SEAL Team Six finally killed bin Laden in Abbottabad, Pakistan in 2011. Abbottabad is not some small Pakistani village hidden in the mountains just across the Afghan border. Its population is more than 200,000. Its military academy its West Point is less than two miles from bin Laden's headquarters and hiding place. Is anyone really supposed to believe the Pakistani government didn't know he was there, allowing his protection?
As we approach the 20-year anniversary of 9/11, there hasn't been a major al Qaida terrorist attack in the United States since then. While al Qaida leadership has changed, its goal hasn't. Drug money is the main source of funding for terror groups. According to the State Department's 2021 International Narcotics Control Strategy Report, Afghanistan is the main opium supplier in the world. Pakistan produces one-third as much, but is a transshipment point for chemicals and the opium used to make heroin.

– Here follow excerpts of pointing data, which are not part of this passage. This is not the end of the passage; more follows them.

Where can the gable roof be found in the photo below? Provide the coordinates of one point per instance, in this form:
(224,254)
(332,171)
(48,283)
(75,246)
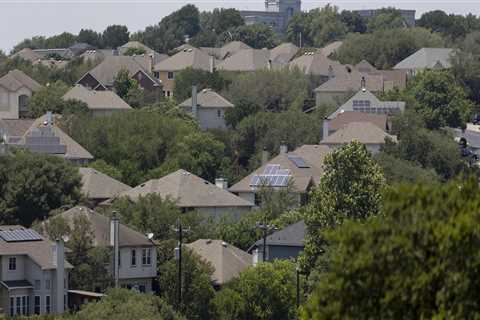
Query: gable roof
(315,63)
(189,190)
(207,98)
(16,79)
(187,58)
(427,58)
(291,236)
(39,251)
(97,100)
(313,155)
(97,185)
(363,132)
(228,261)
(247,60)
(100,225)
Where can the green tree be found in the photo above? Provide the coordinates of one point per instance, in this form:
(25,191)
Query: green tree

The U.S. Embassy and Consulates in Pakistan website now states that, "Since 2009, the U.S. government has committed over $5 billion in civilian assistance to Pakistan and over $1 billion in emergency humanitarian response... This commitment reflects our belief that if Pakistan is secure and peaceful and prosperous, that's not only good for Pakistan, it's good for the region and it's good for the world."

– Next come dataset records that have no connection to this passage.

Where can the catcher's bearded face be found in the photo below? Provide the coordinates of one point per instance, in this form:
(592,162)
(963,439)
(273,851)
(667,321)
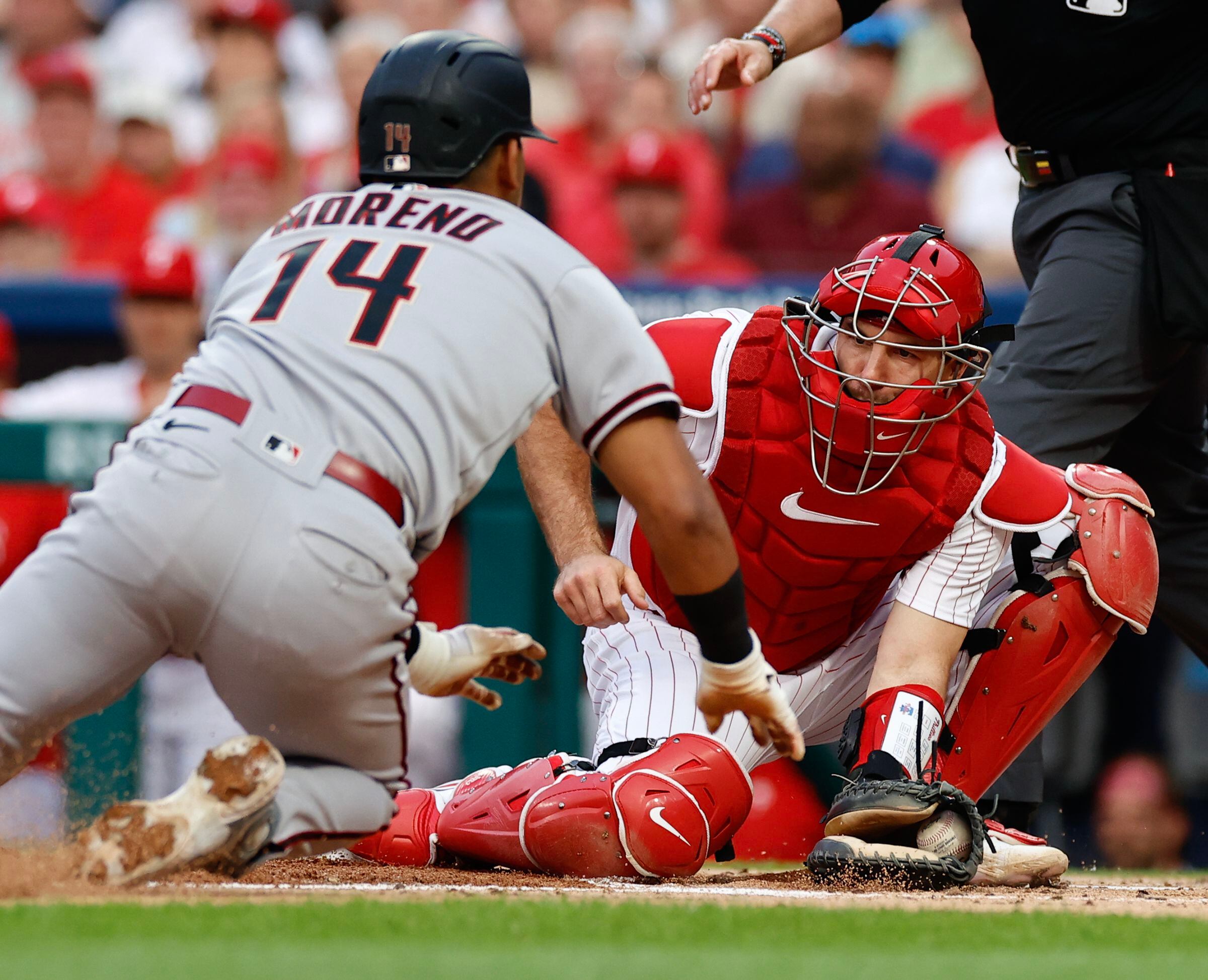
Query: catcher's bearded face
(882,357)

Not exactly. India and Pakistan, both nuclear powers, have hated each other for decades with jealousy over the territory of Kashmir and a desire for world recognition at the expense of the other.

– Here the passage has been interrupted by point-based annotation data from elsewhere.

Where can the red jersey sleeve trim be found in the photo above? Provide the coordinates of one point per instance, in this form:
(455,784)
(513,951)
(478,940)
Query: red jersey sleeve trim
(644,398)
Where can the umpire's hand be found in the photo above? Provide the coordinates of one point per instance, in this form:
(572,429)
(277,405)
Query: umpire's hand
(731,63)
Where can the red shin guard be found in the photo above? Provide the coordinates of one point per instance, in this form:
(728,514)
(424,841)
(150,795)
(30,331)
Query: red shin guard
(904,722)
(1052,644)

While most of Donald Trump's presidency was a disaster, his administration was right to cut off $1.3 billion in security assistance funding to Pakistan in 2018. However, like many events that took place under Trump, the aid was restored after his personal relationship with Pakistani Prime Minister Imran Khan improved.
The Biden administration certainly hasn't been chummy with Pakistan so far. Biden held a climate-change summit with leaders in the region in April. Indian and Bengali leaders were invited. Pakistani leaders were snubbed. This doesn't seem to be an accident, either, as Climate Czar John Kerry also recently visited countries in the region. Pakistan wasn't one of them.
While the cold shoulder is warranted, there should be no more free lunch. Funding should be contingent on an end to safe harbor for terrorists and an end to a worldwide drug distribution to fund those terrorists.
While Pakistan claims to be a friend to the United States, it is an ally in name only.
Robert Weiner is the former spokesman for the Clinton White House National Drug Policy Office and the House Government Operations Committee. He was chief of staff for the House Aging Committee under Florida U.S. Rep. Claude Pepper. Ben Lasky is a senior policy analyst at Solutions for Change.